Melaragno: In the chapter “Healing from Trauma, Owning Yourself,” you cover six important ways to connect with what is going on inside oneself: managing hyper-arousal, mindfulness, relationships, communal rhythms and synchrony, touch, and taking action. 

van der Kolk: Well, let’s start with the fact that we are collective creatures. We don’t exist as individuals. Our brain is meant to be in synchrony with other brains. Interaction with other brains fundamentally shapes who we are. When we cry, we’re supposed to get a response, and when we laugh, somebody is supposed to laugh with us. Those are the rhythms of life by which we the brain develops. If kids are left by themselves, as occurs in orphanages and drug abusing households, their brains do not develop properly and are damaged. There’s very rich research now on how sounds, facial movements, and the synchrony and the rhythms between faces and voices are what gets the basic brain structures online. If you don’t get that synchrony, certain parts of your brain that are supposed to develop to be in sync with other people get damaged. So, you have a hard time with other people as you grow up, a hard time getting confident about other people, getting pleasure from other people, being in sync, and enjoying a sense of community with others. You feel lonely, isolated, and miserable. Our brains are meant to be in sync, and the big challenge often in traumatic stress is the question of how you create a brain that can be back in sync with other people. In order to do that, you need to first of all notice yourself. As long as you don’t notice yourself, you are like a chicken with his head cut off. You just run around like an automatic animal that responds and gets enraged. But when you know what’s going on with you, you start to get some choices like “Maybe I should not react to this” or “Maybe I should not touch her.” You need to have a quiet mind in order to get ownership of yourself, and therefore the cultivation of mindfulness and self-observance is absolutely critical. This is easier done if there is somebody out there who could help you with it. Someone who can see you, who can notice what goes on with you, who can help you to name things,  who can help you say, “This is what’s happening to me.” You don’t need someone to name how screwed up you are, how you need to be fixed. You need to just notice yourself, just notice, just notice without judgment. 
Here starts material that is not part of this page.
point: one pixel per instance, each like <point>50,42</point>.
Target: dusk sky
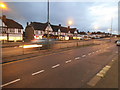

The latest piece of research that came out after my book was finished is that the issue is not mindfulness alone, it’s rather mindfulness with self-compassion. See that angry part of yourself and acknowledge what that anger has done for you to survive. See that the anger has been a way of managing yourself. Thank that anger for having helped you. Then say to that anger, “Can you please step back a little bit so I can be back in charge of myself?” It is compassionately negotiating those inner parts of you.